Zettahash Vibes: Bitcoin Hashrate Roars to a One-Sextillion-Hash Pace
Bitcoin’s hashrate is humming at a weekend peak; presently, per the seven-day simple moving average (SMA), it sits around 998 to 1,000 exahashes per second (EH/s), roughly a single zettahash. One ZH/s equals one sextillion—the number 1,000,000,000,000,000,000,000, or a 1 followed by 21 zeros.
Source: Mempool.space on Saturday, Aug. 30, 2025. A single zettahash is equal to 1,000 EH/s.

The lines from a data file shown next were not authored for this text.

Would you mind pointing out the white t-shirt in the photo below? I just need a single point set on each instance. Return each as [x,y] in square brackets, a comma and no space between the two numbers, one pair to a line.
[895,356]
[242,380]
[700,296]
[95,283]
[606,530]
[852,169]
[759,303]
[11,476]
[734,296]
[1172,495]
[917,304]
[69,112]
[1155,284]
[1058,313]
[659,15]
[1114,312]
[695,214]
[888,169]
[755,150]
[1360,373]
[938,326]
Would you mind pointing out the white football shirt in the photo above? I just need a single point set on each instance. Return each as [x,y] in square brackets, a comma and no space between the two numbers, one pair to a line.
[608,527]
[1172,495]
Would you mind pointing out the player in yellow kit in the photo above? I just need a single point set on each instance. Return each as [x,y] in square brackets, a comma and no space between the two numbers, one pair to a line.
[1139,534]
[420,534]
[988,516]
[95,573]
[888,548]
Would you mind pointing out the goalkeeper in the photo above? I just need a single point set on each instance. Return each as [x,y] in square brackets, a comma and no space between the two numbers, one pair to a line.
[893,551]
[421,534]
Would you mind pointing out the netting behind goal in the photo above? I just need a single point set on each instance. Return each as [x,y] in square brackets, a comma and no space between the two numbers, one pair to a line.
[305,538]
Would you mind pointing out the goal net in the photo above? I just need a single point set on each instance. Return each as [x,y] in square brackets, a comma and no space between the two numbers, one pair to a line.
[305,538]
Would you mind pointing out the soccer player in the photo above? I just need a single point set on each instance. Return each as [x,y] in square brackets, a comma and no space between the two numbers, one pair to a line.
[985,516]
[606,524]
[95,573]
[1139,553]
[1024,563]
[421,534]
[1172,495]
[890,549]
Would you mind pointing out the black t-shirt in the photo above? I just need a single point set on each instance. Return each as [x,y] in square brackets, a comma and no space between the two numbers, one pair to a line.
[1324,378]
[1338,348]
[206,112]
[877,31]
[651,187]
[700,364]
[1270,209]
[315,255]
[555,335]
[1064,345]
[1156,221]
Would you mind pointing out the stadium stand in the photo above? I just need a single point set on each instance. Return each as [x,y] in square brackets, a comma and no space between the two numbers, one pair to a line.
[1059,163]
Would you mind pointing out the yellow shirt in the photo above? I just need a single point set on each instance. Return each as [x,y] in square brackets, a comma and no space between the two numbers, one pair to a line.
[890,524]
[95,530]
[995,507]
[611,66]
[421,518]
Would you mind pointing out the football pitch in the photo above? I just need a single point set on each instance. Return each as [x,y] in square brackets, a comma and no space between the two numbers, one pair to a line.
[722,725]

That figure is immense, akin to a zettabyte—one sextillion bytes of data. Another perspective: it’s comparable to all the water across Earth’s oceans, about 1.3 sextillion liters. For scale, Earth’s total volume is roughly 1.085 sextillion cubic meters, and its mass is about 5.98 sextillion metric tons. In short, miners are churning out an astonishing number of hashes and every second.

Source: Hashrateindex.com on Saturday, Aug. 30, 2025.
While the network hashrate could ease, particularly if difficulty climbs to the estimate due on Sept. 4, 2025, the zettahash era may soon become the norm. It’s edged closer each week, and the current pace has block intervals at 9 minutes 23 seconds, implying an expected difficulty increase of 6.43%.
Of the 1 zettahash in play, Foundry controls 272 EH/s, about 27% of the network’s compute. Antpool holds 192 EH/s, or 19.19% of the total. ViaBTC contributes 110 EH/s, around 11% of aggregate power. Together, these three pools account for 574 EH/s—57.4% of the 1 ZH/s.
At this scale, mining resembles a supercomputer, intensifying efficiency races, consolidating advantage for well-capitalized pools, and pressuring marginal operators. Expect hardware upgrades, energy deals, and scrutiny to shape who prospers as difficulty adjusts and zettahash-level performance hardens into the baseline.